Tutto nel bolscevismo è finalizzato alla costruzione di una efficiente macchina, guidata da “esperti”, che ha come scopo quello di fornire programma, tattica, strategia e strumenti organizzativi ad un proletariato che si ritiene incapace di utilizzare da solo e in senso partecipativo, le proprie energie e che, altrimenti, è destinato a disperderle in rivendicazioni o in rivolte senza alcuna prospettiva di successo politico.
Questa malattia infettiva del movimento rivoluzionario e proletario, che ha causato rovinose conseguenze storiche, a partire dalle conseguenze della Rivoluzione Russa, e proseguendo anche con le scissioni dei partiti socialisti europei, in particolare con quella italiana del 1921, pilotata proprio dai bolscevichi, è dilagata anche nell’ambito della cosiddetta democrazia rappresentativa. Molti partiti infatti, specialmente in Italia, dato che questo Paese è abituato ad una tradizione secolare di elitismo, ideologico e culturale, hanno adottato il modello bolscevico, costruendo al loro interno, delle vere e proprie nomeklature. Alcune autoreferenziali, in senso ideologico o affaristico, altre d’assalto, in senso spregiudicatamente oligarchico e timocratico. Se guardiamo alla storia recente dei grandi partiti italiani: PCI, DC e PSI, ci accorgiamo che il “difetto originario del bolscevismo” impiantatosi persino, a suo tempo, nel partito fascista costruito da Mussolini, e per questo guardato con simpatia da Lenin, si è mantenuto a lungo nel tempo, con la conseguenza di rendere la “carriera” nei partiti più la conseguenza di una “ginnastica di obbedienza” che non di meriti riconosciuti per capacità propositiva e impegno politico.

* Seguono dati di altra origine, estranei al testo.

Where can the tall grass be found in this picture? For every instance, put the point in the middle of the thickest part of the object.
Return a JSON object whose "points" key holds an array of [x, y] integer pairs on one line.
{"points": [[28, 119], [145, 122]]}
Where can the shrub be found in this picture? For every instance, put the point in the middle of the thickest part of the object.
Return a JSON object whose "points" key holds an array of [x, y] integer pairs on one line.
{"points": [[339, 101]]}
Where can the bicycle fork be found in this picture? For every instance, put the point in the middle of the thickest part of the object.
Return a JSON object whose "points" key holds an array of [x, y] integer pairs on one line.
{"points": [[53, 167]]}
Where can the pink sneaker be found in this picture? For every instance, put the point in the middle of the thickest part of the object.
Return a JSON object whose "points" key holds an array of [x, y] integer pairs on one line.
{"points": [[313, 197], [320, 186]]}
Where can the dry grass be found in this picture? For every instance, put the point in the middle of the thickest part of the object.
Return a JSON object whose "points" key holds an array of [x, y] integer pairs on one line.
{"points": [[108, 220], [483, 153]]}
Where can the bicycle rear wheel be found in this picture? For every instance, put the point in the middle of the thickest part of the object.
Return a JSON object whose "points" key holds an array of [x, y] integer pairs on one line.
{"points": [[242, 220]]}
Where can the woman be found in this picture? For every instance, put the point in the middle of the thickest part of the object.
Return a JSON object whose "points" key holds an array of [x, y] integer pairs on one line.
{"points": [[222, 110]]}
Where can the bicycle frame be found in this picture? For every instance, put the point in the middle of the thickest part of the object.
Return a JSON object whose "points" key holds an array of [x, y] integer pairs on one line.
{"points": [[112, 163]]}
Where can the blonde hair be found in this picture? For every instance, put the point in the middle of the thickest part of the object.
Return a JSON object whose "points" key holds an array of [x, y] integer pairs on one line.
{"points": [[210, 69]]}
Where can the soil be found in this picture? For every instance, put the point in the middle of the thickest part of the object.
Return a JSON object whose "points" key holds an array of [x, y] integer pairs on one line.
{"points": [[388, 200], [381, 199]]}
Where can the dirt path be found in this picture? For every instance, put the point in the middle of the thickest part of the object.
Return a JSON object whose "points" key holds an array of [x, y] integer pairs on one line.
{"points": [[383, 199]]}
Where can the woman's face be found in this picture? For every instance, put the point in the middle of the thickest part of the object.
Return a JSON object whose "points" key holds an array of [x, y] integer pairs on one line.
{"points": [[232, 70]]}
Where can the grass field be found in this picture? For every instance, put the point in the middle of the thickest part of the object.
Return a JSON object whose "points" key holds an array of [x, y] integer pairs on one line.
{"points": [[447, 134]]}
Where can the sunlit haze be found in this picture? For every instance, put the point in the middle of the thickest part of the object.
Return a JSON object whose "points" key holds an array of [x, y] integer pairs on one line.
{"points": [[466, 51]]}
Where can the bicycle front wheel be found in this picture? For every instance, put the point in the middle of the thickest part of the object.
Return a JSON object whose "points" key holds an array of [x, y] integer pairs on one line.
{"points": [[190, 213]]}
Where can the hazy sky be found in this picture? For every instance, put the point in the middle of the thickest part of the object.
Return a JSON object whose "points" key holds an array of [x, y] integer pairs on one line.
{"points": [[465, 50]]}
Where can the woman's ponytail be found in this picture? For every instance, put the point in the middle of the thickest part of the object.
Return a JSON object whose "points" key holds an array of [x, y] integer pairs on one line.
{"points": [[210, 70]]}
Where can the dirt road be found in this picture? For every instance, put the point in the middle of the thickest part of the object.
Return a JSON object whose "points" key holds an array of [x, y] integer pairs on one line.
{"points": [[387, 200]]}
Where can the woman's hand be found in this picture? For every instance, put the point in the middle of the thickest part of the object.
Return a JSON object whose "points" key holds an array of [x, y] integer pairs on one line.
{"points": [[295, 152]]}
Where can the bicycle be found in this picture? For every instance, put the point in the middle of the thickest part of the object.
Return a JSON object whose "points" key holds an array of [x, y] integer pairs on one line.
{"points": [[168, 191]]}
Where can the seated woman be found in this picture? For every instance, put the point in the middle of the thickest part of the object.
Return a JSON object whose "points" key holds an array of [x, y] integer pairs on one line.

Anche oggi il bolscevismo domina il quadro della politica italiana, ed uno dei suoi maggiori interpreti di successo è proprio colui che ha fatto sempre professione di anticomunismo teorico, praticando invece un bolscevismo d’assalto, ritagliato sulla misura dei suoi interessi personali e di un partito costruito scrupolosamente in senso verticistico, per tutelarli.
La prova di tutto ciò è che i più liberali del suoi primi seguaci lo hanno già lasciato sdegnosamente, proprio accusandolo di stalinismo operativo.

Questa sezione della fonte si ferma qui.